Wednesday, November 30, 2011

Electronics: So What Exactly Happened Circa 2000?

Herewith a graphic showing what has happened to the major components of our domestic electronics industry—thus semiconductors, computers, computer peripherals, and telephone apparatus. I’ve derived these data from the Economic Census conducted by the Bureau of the Census in years ending in 2 and 7—and for other years the Annual Surveys of Manufacturing also conducted by the Bureau. Thanks to the shift from the old Standard Industrial Classification (SIC) to the North American Industrial Classification System (NAICS), comparable data for some industries cannot be obtained for the pre-1997 period, but where available, I show them. Here is the graphic:



What happened, exactly, is that circa 2000 we reached what might be called Peak Electronics (on the analogy of Peak Oil). We stopped making most of the products we buy at home and began to consume the same products but made elsewhere in the world.

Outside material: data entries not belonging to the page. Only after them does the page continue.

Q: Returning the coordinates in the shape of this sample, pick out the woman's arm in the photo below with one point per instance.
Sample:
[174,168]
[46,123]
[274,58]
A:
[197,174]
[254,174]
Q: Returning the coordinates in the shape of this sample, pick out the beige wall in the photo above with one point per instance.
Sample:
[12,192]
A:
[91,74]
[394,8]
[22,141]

The only trend line still pointing up, but almost flat, is the trend associated with semiconductors, but that trend appears also destined to decline. The major product categories that depend on electronics are all headed for de facto extinction as domestic products—and the employment associated with them is therefore heading for what? Part time work in retail?

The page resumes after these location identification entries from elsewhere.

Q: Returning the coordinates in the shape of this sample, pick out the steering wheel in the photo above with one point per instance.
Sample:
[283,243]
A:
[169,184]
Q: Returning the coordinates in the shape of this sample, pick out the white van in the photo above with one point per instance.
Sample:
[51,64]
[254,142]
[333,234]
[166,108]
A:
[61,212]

What is still climbing is software—and that with barely so much as a hiccup during the Great Recession. It’s the silver lining, you might say. And arguably technological innovation in electronics is also still firmly in our domestic grasp as well, but no sooner perfected on paper and in the lab, it gets shipped overseas for manufacturing. But here, as in other regions of our economic life, the beneficiaries are relatively small domestic elites while the ordinary people are sliding slowly toward the Third World.

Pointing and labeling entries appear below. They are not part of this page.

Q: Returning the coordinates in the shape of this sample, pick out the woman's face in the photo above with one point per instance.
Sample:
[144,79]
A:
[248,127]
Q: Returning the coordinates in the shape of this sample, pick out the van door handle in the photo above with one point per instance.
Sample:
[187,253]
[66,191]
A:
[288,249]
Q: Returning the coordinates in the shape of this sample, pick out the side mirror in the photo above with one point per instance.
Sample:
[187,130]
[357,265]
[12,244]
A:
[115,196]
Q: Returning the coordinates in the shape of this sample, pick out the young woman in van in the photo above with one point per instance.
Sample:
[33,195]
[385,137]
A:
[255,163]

I am a holdout. I am against globalism, for a National Economic Policy. We must protect jobs locally. And it won’t happen if we let whole industries just disappear without a single political murmur.

Saturday, November 12, 2011

SME: Profile of a Globalizing Industry

Working on another project, I chanced across some data on the Semiconductor Manufacturing Equipment (SME) industry. In 2009, the last year for which we have hard Census data, it was 5.6 percent of the $98.3 billion domestic electronics industry, at least as measured in shipments. Herewith a profile of it from 1992 through 2011:


This industry makes the tooling for other sectors of the electronics industry. Thus in a sense it stands in relation to electronics as a whole like the machine tool industry stands in relation to all manufacturing. Electronics got its start in 1958 with the invention of the integrated circuit; a decade later Intel was launched. This fundamentally American technology has been globalizing, globalizing, globalizing—and what that means for the domestic industry is plainly visible in the graphic above.

Now, of course, we’re looking at what is undoubtedly a natural phenomenon, if our faith in the Hidden Hand is unflagging. Indeed, with the very best of efforts, technologies can never be held close and protected from spreading around the globe. But the downward trend visible here also represents employment decline from 81,900 people in 1992 to 19,362 people in 2009. This illustrates the inherent conflict that arises when we let nature take its course on the one hand and protect the domestic employment on the other. At best, of course, we can only slow things down.